As an example, the first rule tells us that there can only be a single number 1 in the first row. Written as an axiom, we have this:

(list (make-claim 1 1 1) (make-claim 2 1 1) (make-claim 3 1 1)
      (make-claim 4 1 1) (make-claim 5 1 1) (make-claim 6 1 1)
      (make-claim 7 1 1) (make-claim 8 1 1) (make-claim 9 1 1))

Similarly, the second rule tells us that there can only be a single number 1 in the first column, which is represented by this axiom:

(list (make-claim 1 1 1) (make-claim 1 2 1) (make-claim 1 3 1)
      (make-claim 1 4 1) (make-claim 1 5 1) (make-claim 1 6 1)
      (make-claim 1 7 1) (make-claim 1 8 1) (make-claim 1 9 1))

The third rule tells us that there can only be a single number 1 in the top-left 3x3 grid, which corresponds to this axiom:

(list (make-claim 1 1 1) (make-claim 1 2 1) (make-claim 1 3 1)
      (make-claim 2 1 1) (make-claim 2 2 1) (make-claim 2 3 1)
      (make-claim 3 1 1) (make-claim 3 2 1) (make-claim 3 3 1))

Finally, this axiom tells us that there can be only one number in the top-left cell:

(list (make-claim 1 1 1) (make-claim 1 1 2) (make-claim 1 1 3)
      (make-claim 1 1 4) (make-claim 1 1 5) (make-claim 1 1 6)
      (make-claim 1 1 7) (make-claim 1 1 8) (make-claim 1 1 9))

Of course, there are many more axioms, but these give you the flavor of them.

There are two basic rules for learning the truth value of a claim, based on the axioms.

  1. If one of the claims in an axiom is true, then all of the rest must be false.

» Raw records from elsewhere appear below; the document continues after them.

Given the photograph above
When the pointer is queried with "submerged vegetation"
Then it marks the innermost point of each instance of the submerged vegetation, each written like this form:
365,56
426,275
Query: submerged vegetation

  2. If all of the claims in an axiom are false except for one, then that one must be true.

So, to solve a Sudoku puzzle, we can translate the initial, given numbers from the puzzle into some claims that we know are true. Then, we can use the two basic rules to find out the truth values for all of the rest of the claims. The rest of the document gives some guidance on how to do that and how to build a stepper that allows you to watch your solver chug away.